La bibliothèque libre.
Le texte de cette page a été corrigé et est conforme au fac-similé.

L’infâme Isabeau de Bavière, signataire de ce traité de Troyes qui livrait la France aux Anglais, avait accompli la moitié de la prophétie. Le peuple attendait le reste : il attend toujours un miraculeux sauveur au temps des grandes épreuves.

Aux personnes qui aiment à expliquer les phénomènes extraordinaires par les causes dites naturelles, ces quelques indications paraîtront peut-être justifier l’état mental de Jeanne ; mais, si elles suffisaient vraiment à cette justification, il y aurait eu bien des Jeanne, les conditions de sa vie étant celles aussi de toutes ses contemporaines. Et cependant, on n’a connu qu’une Jeanne hors de proportion avec tout ce que présente l’histoire du monde, tellement surhumaine que, si l’on ne possédait pas sur elle des témoignages précis et particulièrement les rôles du procès de Rouen, il la faudrait compter au nombre des mythes.

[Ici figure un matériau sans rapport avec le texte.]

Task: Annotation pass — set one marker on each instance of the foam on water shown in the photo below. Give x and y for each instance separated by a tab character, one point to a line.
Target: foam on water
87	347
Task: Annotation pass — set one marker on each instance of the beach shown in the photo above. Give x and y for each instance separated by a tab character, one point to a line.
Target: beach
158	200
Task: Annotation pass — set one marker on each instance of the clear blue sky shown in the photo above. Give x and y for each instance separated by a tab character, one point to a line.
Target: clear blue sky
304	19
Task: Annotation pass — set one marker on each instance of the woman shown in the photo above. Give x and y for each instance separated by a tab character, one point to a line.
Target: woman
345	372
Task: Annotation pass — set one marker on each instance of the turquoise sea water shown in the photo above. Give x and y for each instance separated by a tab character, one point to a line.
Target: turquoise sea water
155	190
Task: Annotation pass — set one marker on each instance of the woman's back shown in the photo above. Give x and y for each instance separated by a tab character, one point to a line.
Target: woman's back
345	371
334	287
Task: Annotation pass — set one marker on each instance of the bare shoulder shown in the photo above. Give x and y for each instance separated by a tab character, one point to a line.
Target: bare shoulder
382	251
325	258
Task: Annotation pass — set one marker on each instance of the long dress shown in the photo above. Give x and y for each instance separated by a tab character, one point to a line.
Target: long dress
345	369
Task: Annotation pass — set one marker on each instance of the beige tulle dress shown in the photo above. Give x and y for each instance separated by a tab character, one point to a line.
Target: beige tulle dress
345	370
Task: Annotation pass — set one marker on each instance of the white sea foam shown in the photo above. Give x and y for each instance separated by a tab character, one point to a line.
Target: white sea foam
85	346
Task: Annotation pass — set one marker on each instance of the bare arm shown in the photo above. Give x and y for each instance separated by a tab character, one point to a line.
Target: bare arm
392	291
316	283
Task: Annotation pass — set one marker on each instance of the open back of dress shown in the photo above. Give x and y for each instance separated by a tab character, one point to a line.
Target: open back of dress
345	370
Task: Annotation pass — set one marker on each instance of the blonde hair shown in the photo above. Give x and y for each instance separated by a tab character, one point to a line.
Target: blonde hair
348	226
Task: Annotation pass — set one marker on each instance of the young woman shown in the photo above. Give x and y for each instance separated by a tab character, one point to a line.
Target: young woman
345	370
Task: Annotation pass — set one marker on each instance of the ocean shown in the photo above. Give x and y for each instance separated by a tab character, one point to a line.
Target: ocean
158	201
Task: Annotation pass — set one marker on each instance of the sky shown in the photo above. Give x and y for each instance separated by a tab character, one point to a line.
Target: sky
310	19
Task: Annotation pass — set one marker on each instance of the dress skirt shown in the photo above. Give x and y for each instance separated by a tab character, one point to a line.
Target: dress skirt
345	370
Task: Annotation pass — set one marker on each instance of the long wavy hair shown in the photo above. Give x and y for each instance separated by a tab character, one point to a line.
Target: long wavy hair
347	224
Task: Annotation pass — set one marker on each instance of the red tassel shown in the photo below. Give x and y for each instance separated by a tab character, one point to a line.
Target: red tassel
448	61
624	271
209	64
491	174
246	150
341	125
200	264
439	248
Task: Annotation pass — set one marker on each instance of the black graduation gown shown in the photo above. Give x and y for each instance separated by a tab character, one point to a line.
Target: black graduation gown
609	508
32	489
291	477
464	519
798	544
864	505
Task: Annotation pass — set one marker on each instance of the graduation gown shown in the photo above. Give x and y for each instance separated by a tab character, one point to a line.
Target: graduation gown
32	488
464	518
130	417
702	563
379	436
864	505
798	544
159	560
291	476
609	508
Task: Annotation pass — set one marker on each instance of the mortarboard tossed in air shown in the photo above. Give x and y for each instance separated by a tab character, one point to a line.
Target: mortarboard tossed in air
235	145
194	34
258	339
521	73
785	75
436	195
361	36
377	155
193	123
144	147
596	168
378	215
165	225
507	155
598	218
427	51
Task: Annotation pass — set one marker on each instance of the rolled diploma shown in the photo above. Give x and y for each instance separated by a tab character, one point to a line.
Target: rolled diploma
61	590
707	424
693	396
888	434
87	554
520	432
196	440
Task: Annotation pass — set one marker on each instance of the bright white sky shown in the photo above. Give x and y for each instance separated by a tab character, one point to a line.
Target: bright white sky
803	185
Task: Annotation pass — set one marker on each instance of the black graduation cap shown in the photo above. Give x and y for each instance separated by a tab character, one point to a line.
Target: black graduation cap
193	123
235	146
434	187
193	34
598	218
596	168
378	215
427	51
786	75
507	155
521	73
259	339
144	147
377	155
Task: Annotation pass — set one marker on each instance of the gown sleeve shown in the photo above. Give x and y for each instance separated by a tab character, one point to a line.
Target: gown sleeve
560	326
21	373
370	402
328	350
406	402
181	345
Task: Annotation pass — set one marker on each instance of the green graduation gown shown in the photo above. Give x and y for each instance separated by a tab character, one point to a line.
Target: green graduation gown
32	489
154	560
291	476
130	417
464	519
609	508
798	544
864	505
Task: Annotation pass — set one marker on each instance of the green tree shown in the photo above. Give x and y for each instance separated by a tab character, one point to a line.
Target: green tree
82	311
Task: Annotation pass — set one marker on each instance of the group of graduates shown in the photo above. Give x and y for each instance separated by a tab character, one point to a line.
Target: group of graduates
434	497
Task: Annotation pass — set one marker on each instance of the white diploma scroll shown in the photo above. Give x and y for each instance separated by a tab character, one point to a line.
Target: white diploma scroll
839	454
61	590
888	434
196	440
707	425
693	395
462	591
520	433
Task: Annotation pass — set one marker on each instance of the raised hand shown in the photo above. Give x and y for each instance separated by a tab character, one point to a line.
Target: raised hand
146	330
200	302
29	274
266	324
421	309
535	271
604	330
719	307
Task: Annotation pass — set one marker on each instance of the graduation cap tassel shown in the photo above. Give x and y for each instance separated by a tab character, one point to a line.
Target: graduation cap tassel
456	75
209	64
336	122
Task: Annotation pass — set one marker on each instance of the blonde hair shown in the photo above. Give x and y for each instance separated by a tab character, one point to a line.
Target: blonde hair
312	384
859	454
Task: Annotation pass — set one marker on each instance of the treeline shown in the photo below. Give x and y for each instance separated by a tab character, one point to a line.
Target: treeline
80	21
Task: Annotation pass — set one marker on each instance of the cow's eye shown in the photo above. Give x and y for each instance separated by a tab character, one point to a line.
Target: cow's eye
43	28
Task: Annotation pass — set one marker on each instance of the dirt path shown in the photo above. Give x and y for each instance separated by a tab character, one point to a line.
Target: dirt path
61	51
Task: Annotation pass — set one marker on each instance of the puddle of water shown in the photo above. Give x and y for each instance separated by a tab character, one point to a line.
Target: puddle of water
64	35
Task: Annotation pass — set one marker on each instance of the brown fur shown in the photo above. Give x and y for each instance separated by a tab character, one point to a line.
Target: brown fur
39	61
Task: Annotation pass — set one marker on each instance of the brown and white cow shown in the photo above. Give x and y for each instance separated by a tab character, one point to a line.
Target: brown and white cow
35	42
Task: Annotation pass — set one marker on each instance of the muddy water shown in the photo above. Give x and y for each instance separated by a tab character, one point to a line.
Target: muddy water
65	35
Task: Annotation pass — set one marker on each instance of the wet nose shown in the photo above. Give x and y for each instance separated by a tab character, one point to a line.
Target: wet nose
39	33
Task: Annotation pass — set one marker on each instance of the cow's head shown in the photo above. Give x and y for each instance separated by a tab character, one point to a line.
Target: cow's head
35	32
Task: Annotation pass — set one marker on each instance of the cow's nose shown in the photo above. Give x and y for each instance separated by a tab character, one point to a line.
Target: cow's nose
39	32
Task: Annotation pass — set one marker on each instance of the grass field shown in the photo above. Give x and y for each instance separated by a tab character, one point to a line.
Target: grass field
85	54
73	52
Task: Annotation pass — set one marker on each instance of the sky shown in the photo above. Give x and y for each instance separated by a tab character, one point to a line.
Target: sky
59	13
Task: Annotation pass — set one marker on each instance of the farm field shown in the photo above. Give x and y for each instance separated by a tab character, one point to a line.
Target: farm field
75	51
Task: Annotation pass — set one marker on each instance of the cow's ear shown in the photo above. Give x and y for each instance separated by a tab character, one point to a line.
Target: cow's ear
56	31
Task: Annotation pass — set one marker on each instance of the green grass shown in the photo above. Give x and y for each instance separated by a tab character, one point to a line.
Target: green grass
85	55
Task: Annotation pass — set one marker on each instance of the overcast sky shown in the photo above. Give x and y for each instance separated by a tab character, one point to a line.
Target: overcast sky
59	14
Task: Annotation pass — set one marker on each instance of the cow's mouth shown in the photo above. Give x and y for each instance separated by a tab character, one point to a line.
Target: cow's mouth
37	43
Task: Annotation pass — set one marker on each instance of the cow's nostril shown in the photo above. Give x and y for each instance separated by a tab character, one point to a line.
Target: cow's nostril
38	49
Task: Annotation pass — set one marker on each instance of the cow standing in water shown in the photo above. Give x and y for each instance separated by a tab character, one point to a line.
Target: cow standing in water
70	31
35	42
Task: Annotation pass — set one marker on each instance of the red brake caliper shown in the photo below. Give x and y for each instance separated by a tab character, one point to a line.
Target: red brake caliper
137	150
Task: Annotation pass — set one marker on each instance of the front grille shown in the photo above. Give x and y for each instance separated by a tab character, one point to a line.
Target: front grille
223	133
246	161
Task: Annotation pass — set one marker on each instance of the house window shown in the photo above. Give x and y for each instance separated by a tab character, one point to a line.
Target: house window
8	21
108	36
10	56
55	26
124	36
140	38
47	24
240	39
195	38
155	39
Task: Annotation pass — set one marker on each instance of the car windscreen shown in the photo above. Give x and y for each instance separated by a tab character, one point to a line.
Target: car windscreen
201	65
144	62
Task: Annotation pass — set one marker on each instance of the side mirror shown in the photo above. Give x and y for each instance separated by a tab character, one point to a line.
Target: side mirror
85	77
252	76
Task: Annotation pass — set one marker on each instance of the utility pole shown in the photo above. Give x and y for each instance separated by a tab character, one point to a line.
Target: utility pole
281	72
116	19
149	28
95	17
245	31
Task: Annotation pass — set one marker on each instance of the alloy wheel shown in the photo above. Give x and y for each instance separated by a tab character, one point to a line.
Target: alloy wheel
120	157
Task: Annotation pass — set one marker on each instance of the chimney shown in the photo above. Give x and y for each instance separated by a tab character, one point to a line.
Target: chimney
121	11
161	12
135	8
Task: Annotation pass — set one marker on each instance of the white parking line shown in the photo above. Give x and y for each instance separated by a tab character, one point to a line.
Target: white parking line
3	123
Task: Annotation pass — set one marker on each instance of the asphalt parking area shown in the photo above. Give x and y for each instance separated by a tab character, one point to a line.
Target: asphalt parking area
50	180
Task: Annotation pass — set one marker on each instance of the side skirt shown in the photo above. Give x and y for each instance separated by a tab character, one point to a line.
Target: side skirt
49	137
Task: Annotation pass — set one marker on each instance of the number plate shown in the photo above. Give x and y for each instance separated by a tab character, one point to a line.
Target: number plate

D’autres, et parmi eux, des écrivains sérieux, comme Michelet, se font d’elle une représentation vraiment trop simple, quand ils veulent voir son originalité, non pas dans son énergie, ni dans son pouvoir visionnaire, mais… dans son bon sens[1] ! Le bon sens lui aurait suggéré ces démarches en apparence désespérées qu’elle tenta contre les Anglais, contre des armées cent ans invincibles, avec des troupes qui en toute rencontre avaient éprouvé ce pouvoir victorieux ! En vérité, le bon sens lui eût plutôt conseillé le contraire, à savoir ce qu’il persuadait justement aux favoris de Charles VII ou à ses expérimentés capitaines, et ce qu’il continua de leur persuader longtemps après que Jeanne eut fait voir que les Anglais n’étaient pas tellement redoutables.

Les gens d’esprit sont tous les mêmes. Rencontrent-ils un fait irréductible aux minces notions qu’ils ont sur les causes des phénomènes, ils taisent le fait, ou l’expliquent si pauvrement que la misère de l’explication apparaît tout de suite à l’homme non prévenu. Ils oublient, ces intellectuels, que tout est naturel ici-bas, mais que tout n’est pas connu, et que, se heurtant à l’inconnaissable, — inconnaissable jusqu’aujourd’hui, peut-être jusqu’à jamais, — mieux vaut le reconnaître pour tel que de le méconnaître, ou que de s’efforcer d’en donner des explications simplistes, et par-là même invraisemblables. Et l’erreur d’avoir voulu justifier par le seul bon sens la force qui était en Jeanne doit être moins pardonnée à Michelet qu’à tout autre, Michelet étant lui-même de la race des inspirés.

  1. « L’originalité de la Pucelle, ce qui fit son succès, ce ne fut pas tant sa vaillance ou ses visions, ce fut son bon sens. » (Michelet, livre IX.)